I have found that a great many Native Americans will just not argue, and if one attempts to argue with them, they’ll just sit and ponder your words and say nothing, or in some situations they will listen to your point of view and only after a long pause will say something so concise, resolute and contrary, that at least in my case, I’m left without anything further to say.

Glenn Geffcken, Author, Shift: Indigenous principles for corporate change

The Way Of Love

The way of love is not so much a direct teaching of Indigenous culture as it is a byproduct of their way of life. Each of their principles for living represent a way of being that loves each part of their lives. They see themselves as a part of a living system, not separate from, but integral with.

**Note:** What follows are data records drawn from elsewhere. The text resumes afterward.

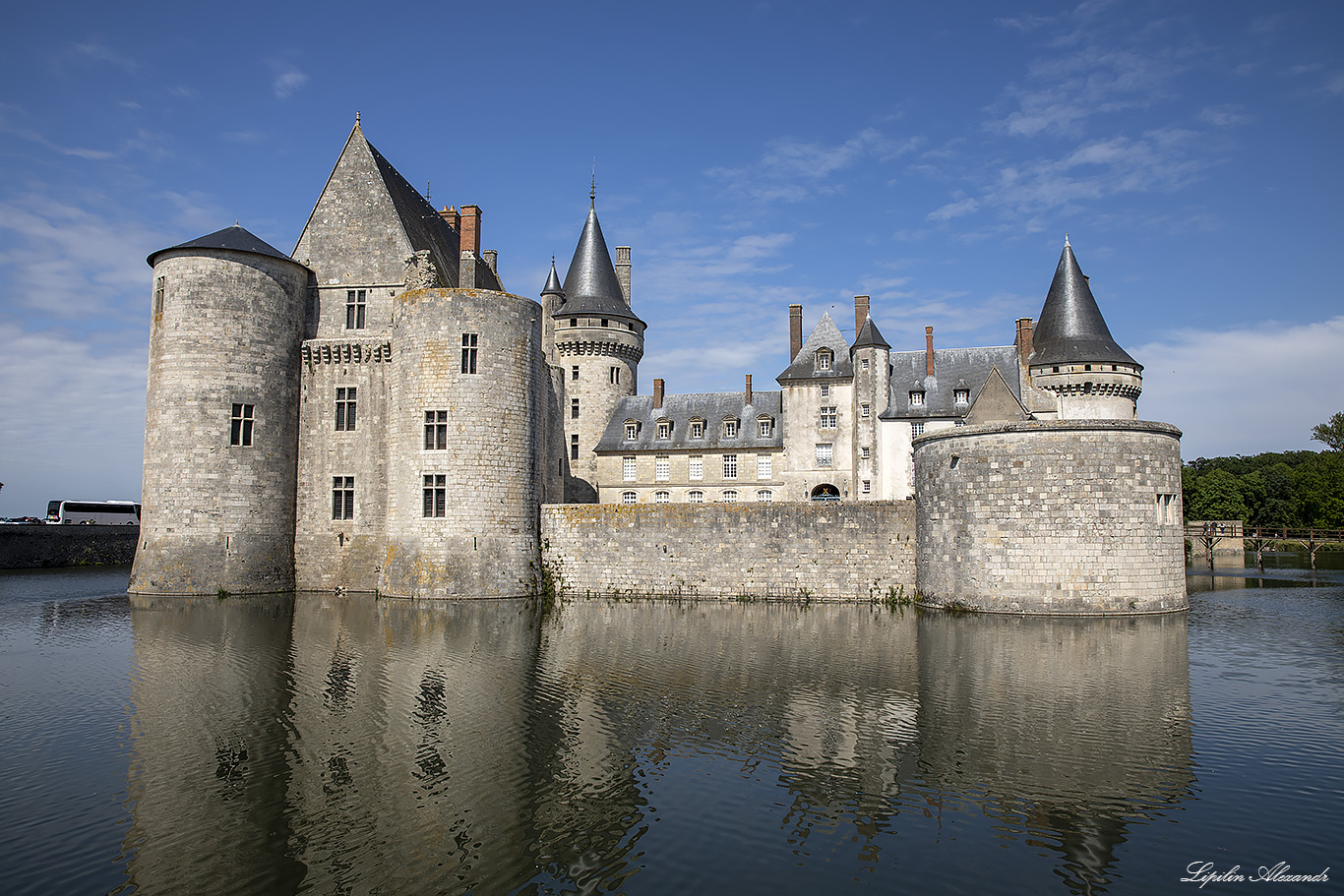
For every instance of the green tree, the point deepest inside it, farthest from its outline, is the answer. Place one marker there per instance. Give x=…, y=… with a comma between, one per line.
x=1331, y=432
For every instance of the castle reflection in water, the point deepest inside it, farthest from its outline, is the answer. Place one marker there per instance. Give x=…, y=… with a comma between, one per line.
x=347, y=745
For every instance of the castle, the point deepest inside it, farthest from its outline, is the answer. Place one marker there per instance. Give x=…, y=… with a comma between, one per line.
x=375, y=412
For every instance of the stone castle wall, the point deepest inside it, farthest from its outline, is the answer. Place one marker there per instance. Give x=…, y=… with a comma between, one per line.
x=830, y=551
x=219, y=516
x=1060, y=517
x=485, y=542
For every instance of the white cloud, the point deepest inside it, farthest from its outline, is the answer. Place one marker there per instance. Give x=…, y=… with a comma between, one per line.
x=1245, y=391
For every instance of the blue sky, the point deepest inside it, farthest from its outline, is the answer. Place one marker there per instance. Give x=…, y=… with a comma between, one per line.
x=753, y=153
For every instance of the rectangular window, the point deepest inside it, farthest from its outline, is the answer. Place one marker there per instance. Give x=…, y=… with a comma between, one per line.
x=469, y=352
x=436, y=430
x=355, y=309
x=436, y=495
x=239, y=432
x=345, y=408
x=343, y=498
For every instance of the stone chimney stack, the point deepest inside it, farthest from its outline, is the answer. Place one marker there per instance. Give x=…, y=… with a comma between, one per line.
x=623, y=271
x=472, y=230
x=1025, y=328
x=860, y=313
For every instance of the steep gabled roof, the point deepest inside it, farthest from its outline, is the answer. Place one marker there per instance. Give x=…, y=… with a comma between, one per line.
x=235, y=238
x=590, y=283
x=368, y=220
x=954, y=368
x=825, y=334
x=679, y=410
x=1071, y=328
x=996, y=403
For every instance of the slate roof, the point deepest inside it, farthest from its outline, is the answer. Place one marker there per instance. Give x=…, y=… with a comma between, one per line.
x=954, y=368
x=711, y=407
x=235, y=238
x=825, y=334
x=1071, y=328
x=590, y=283
x=869, y=336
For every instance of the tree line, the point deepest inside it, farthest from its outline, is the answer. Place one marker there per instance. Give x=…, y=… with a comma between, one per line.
x=1295, y=489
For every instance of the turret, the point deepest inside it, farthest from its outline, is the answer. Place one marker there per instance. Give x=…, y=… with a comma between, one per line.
x=1074, y=355
x=598, y=344
x=222, y=422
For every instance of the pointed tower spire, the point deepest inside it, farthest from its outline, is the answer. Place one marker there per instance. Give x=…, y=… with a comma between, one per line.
x=1071, y=327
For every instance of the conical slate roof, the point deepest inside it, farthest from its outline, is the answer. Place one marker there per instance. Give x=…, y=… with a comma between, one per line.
x=235, y=238
x=1071, y=328
x=870, y=336
x=553, y=283
x=590, y=285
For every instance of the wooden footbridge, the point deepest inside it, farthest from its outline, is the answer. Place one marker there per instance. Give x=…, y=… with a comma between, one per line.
x=1259, y=539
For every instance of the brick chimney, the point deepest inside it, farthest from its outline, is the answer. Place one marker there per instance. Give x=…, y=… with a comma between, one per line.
x=472, y=230
x=1025, y=328
x=860, y=313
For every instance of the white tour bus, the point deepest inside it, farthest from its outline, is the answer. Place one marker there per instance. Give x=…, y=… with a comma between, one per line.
x=92, y=512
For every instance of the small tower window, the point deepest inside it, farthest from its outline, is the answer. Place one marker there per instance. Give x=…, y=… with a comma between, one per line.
x=345, y=408
x=469, y=352
x=355, y=305
x=343, y=498
x=241, y=423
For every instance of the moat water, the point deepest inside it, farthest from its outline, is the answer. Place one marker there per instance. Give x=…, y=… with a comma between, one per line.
x=322, y=745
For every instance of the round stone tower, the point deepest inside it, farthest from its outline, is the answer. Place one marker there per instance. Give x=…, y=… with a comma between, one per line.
x=598, y=342
x=1075, y=357
x=222, y=419
x=468, y=402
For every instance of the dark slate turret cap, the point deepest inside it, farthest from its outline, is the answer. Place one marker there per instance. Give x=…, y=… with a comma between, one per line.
x=235, y=238
x=553, y=282
x=1071, y=328
x=590, y=285
x=869, y=337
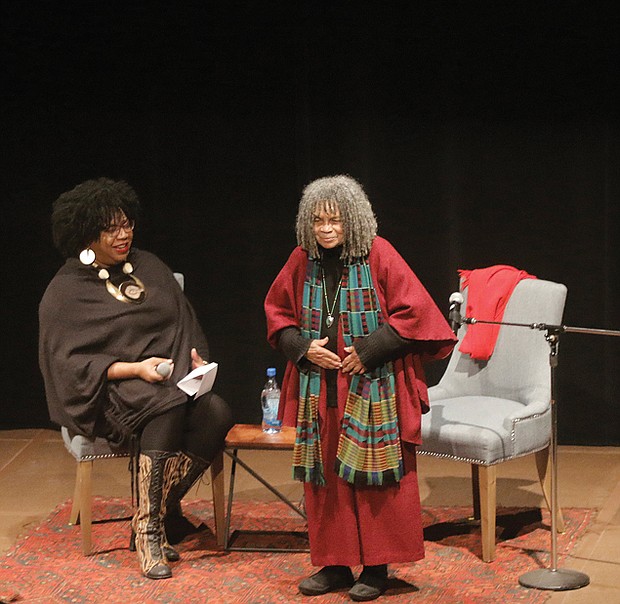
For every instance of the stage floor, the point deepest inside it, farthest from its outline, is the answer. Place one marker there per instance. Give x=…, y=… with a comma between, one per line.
x=36, y=474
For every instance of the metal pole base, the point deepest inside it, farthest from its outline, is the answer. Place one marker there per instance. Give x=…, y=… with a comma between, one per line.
x=558, y=580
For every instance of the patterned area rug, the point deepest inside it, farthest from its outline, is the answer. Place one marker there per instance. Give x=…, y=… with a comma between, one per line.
x=46, y=565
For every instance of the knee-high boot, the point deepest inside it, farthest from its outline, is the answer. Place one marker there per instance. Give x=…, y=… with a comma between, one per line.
x=190, y=469
x=156, y=469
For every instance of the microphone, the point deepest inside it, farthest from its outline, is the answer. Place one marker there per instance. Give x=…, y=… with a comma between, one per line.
x=454, y=314
x=164, y=369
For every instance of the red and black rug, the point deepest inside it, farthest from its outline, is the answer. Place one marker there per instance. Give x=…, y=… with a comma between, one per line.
x=47, y=566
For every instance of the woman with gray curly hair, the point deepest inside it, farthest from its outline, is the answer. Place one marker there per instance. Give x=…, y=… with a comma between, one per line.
x=354, y=323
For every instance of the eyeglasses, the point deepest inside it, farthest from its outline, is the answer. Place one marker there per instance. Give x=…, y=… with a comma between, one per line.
x=114, y=230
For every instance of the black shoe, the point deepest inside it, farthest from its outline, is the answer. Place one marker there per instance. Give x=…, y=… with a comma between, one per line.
x=327, y=579
x=371, y=584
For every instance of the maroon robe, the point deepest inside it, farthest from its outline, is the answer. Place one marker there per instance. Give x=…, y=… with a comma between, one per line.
x=352, y=524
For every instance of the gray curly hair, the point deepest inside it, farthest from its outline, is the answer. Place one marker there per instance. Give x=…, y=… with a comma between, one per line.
x=331, y=194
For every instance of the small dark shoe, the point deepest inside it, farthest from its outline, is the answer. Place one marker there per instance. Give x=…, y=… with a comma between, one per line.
x=371, y=584
x=327, y=579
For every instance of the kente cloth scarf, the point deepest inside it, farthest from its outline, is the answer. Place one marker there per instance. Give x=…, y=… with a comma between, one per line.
x=369, y=450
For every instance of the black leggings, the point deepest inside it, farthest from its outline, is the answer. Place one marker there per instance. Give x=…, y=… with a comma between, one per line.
x=198, y=427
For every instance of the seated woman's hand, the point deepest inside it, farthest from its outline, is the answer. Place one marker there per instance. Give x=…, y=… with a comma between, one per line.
x=321, y=356
x=147, y=369
x=197, y=360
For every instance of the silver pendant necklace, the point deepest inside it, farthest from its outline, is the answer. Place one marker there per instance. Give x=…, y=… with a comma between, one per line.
x=330, y=312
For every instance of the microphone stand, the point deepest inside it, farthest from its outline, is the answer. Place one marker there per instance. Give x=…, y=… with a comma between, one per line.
x=552, y=578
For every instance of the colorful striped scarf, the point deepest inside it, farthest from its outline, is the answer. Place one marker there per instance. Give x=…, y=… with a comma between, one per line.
x=369, y=449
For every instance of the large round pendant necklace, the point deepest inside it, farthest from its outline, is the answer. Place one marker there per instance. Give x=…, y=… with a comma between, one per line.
x=132, y=291
x=330, y=311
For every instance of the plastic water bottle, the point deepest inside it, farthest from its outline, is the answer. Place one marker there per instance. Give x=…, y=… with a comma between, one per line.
x=270, y=401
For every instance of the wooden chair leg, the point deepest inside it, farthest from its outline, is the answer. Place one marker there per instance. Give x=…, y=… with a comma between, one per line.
x=544, y=475
x=81, y=509
x=475, y=491
x=217, y=485
x=488, y=479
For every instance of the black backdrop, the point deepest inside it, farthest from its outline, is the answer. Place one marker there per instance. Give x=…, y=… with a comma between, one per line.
x=484, y=133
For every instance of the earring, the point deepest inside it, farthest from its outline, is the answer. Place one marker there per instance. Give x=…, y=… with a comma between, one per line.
x=87, y=256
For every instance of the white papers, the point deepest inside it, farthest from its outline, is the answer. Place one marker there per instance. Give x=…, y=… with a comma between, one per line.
x=199, y=381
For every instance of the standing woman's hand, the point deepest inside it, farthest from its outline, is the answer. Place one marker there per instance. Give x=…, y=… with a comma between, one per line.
x=321, y=356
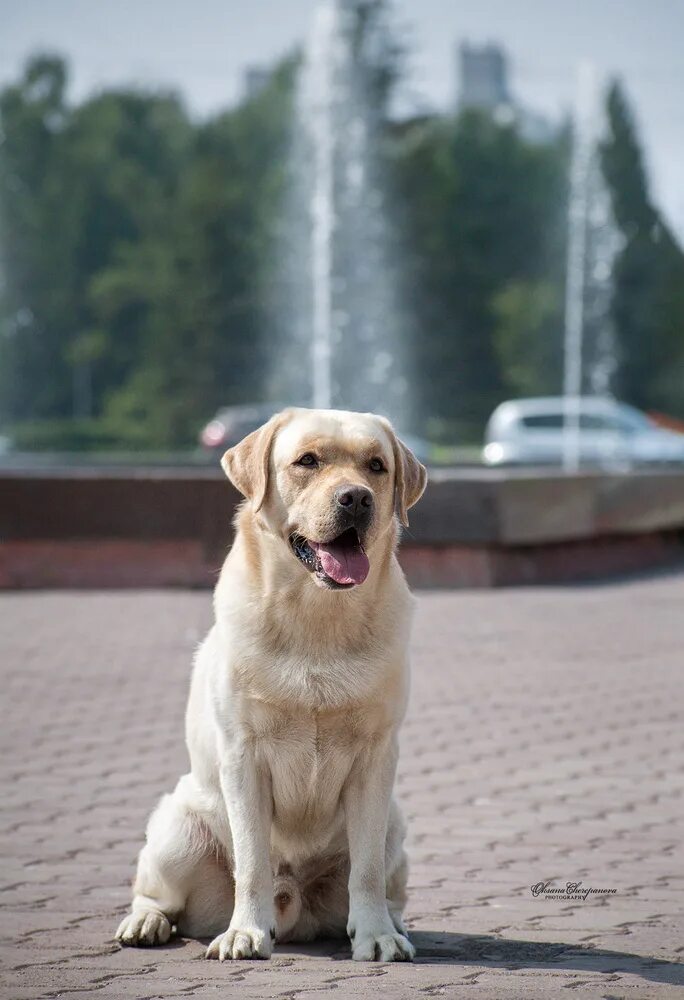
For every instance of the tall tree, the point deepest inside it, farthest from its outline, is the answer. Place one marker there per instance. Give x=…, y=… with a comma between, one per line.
x=648, y=305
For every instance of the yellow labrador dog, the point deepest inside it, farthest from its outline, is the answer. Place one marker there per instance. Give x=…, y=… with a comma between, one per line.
x=285, y=828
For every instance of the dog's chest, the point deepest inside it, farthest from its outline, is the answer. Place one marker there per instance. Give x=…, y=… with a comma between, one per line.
x=308, y=758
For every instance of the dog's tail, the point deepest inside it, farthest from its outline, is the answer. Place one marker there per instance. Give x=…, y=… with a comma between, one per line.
x=288, y=903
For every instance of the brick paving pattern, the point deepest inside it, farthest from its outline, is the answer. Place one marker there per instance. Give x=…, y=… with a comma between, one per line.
x=544, y=742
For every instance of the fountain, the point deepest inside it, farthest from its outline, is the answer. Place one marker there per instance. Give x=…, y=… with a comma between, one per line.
x=343, y=338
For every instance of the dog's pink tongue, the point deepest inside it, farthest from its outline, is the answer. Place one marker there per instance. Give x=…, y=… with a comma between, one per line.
x=343, y=563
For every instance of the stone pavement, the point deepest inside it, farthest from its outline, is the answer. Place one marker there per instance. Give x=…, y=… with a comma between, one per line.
x=544, y=742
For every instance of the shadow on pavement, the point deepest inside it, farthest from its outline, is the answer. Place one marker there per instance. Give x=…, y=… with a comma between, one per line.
x=467, y=949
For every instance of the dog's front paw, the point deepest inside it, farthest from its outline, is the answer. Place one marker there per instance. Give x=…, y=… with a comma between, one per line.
x=381, y=946
x=144, y=928
x=248, y=942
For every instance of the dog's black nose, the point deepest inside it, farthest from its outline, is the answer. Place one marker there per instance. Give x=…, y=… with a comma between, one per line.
x=356, y=500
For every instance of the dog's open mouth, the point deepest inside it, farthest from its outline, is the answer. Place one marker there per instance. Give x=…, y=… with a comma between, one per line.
x=338, y=563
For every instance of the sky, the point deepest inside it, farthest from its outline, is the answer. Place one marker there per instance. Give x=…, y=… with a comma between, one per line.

And in so being, they naturally love the system, which provides for all life… Even some of their greatest warriors, those demonized by our American history as slayers of the blue-coated soldiers, were known among their people as incredibly loving beings. 


Many, if not all, of the indigenous principles relate in some way or another to the need for living our lives with very high ethical standards. It is not important to be honest so that people will think of us as good people, or that our company is good, or so that we can think of ourselves as being good people or running or working for a good company; the need for integrity is so highly important because it is necessary in order to be right with all that we are connected with … which is everything.

The Spirit World

The principle of the spirit world is truly vast and precisely consistent from one end of the globe to the other in the Indigenous mindset. It relates to all levels of their society. It is the starting point and the ending point for their understandings. Direct connection with this universe of knowledge and guidance is what anoints the medicine person with the right to perform ceremonies and healings. It is the guiding voice in their ceremonies, their interrelationships, planting cycles, direction for hunts, how to resolve conflict, and so much more.

The Warrior Spirit

The “warrior spirit” in the Indigenous sense, is largely regarded as a person, man or woman, who has vowed their life to the betterment of their family, community, nation, collectively “their people,” and that they will act and make decisions for that greater good regardless of how hard it may be or the consequences as they pertain to the warrior him or herself… We are required to behave like warriors, willing to do what it takes for the greater good regardless of what it requires of ourselves personally.